One of my favorite parts of the New York Film Festival is their always-stellar lineup of revivals, and this year is no exception. Cohen Media Group’s 4K restoration of Joan Micklin Silver’s 1975 Hester Street was at the top of my list this year, and it did not disappoint. Silver’s low-budget Yiddish debut about late 19th-century Jewish immigrants on the Lower East Side was a surprise hit after being rejected by multiple studios, earning $5,000,000 against a $370,000 budget, and earned a Best Actress Oscar nomination for its star, Carol Kane. Forty-six year later, the film still feels fresh and different, and with this new restoration, Kenneth Van Sickle’s black-and-white cinematography is sharper than ever.

Steven Keats’s Yankel Bogovink starts the film as an already-Americanized immigrant, with a shaved beard, an American mistress, and a new name, Jake. His American life is disrupted by the arrival of his still-traditional wife, Gitl (Kane), and their son. Jake has no patience for Gitl – neither her old-world customs nor her intrusion into his life as basically a single man.
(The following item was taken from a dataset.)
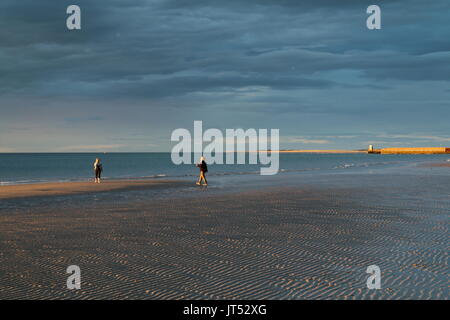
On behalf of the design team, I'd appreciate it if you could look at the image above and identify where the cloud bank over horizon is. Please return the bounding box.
[0,0,450,152]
Gitl is eventually clued in to Jake’s ongoing affair by a busybody neighbor (Doris Roberts, in a preview of her later role on Everybody Loves Raymond), the two divorce and remarry – Jake to his mistress and Gitl to Bernstein, a fellow immigrant who’s held on to a few more traditional habits than Jake.

It’s not a particularly complicated story, but Silver brings it to life through meticulous attention to detail. At times it feels as if someone had somehow transported then-modern filmmaking equipment to 1890s Lower Manhattan – the costumes and settings feel that realistic, from the tiny apartments to the crowded streets. You expect to see a baby Fanny Brice popping her head out of a corner saloon at any moment. Some of the few bits of English dialogue sound a bit too modern, but that’s a small price to pay for a film that brings another century to life so vividly.

But it’s a 24-year-old Carol Kane who walks away with the movie. For much of the movie, she’s like a silent movie actress, quietly taking in the sights of her new home as she realizes her husband is not the man she thought he was. The entire movie plays out on her expressive face, used so well in comedy in the following decades, climaxing in a meeting with a divorce lawyer who keeps offering her more of her husband’s mistress’s money to settle the divorce, misconstruing her distraught reaction to getting divorced to a disgust at a low-ball divorce settlement. She walks away with a fortune that she gets to share with Bernstein.

It’s a shame that Silver never achieved the success she deserved. You’d assume that a male filmmaker whose debut film grossed over 13 times its budget would have a blank check to make anything he wanted. But Silver’s career was marked by limited opportunity and studio interference. Thirteen years after Hester Street, Silver again faced issues getting distribution for her now-most-well-known film, Crossing Delancey, until Steven Spielberg, then the husband of its star, Amy Irving, intervened to secure a release for the film. Silver passed away this past New Year’s Eve, but her legacy lives on, both through the generations of filmmakers she inspired and the films like Hester Street that she was able to make – a triumph on their own, and a reminder of what could have been.